Cyclacel raised £21.3 million in January and £34 million in June 2001. Rombotis said pitching the amount raised in the IPO in the middle of those figures is a reflection of the current market.

"There is a certain market situation out there and if you ignore it, you won't [be able to] do an IPO," he said.

He added that the company decided to go for a dual listing despite the added complication and drain on management time, because it reinforces Cyclacel's ambition to be a global company. "Yes, it is a lot more complicated, but we are a worldwide enterprise with trials running in the U.S. and Europe," he said. "We have nine drug programs that are all No. 1 or No. 2 in their respective markets. We are globally competitive in our science; we have to be globally competitive in our investor base."

Cyclacel's roster of shareholders is 40-strong, with 20 large institutional investors.

Rombotis is not deterred by the recent performance of U.S. and European companies that have seen their share prices fall post-flotation.

"In this market it is each company for itself, and on its own merits," he said.

The fund raising in January gave Cyclacel resources for two years at its existing burn rate. If it completes the IPO the company would have £40 million cash, and with the proposed increase in burn rate, that would last for three years. It is planned to spend half of the new money on boosting development of the two programs in the clinic, CYC202 and CYC698.

The most advanced of those, CYC202, is in a number of Phase IIa trials, in combination with standard chemotherapy. It is the only orally available cyclin dependent kinase (CDK) inhibitor to have reached that stage of clinical development.

There are several CDK enzymes, but CYC202 is a CDK2 specific inhibitor and Cyclacel believes that is the key target for initiating apoptosis. In the Phase I program, 78 subjects received CYC202 without any major side effects. The Phase IIa program began in January 2003, and Rombotis said the first of those, in lung cancer, is on track to report in the fall. The second, in B-cell lymphoma, is scheduled for the end of 2004.

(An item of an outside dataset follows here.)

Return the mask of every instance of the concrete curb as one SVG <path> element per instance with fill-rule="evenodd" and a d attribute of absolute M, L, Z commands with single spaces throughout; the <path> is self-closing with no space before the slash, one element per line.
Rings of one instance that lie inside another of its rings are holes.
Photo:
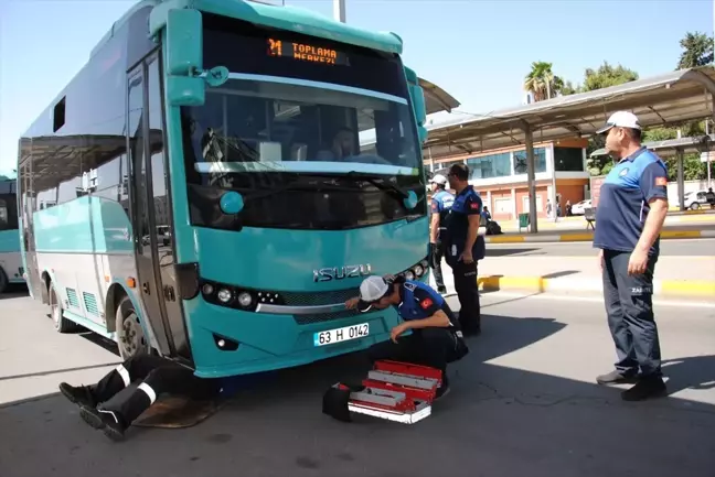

CYC682, a nucleoside analogue drug that targets a different cell cycle mechanism, has completed a Phase I trial in 87 cancer patients. It is now in a second Phase I and due to enter Phase II mid-2005. The next two programs, against cancer and AIDS, target other aspects of the cell cycle and will enter clinical development in a year's time.

The commercialization strategy is to find a licensee at the end of Phase II, when Rombotis said, "Pharma is prepared to write big checks." One possibility is that CYC202 would be out-licensed in the larger indication of lung cancer, and Cyclacel would keep it in the smaller market of B-cell lymphoma.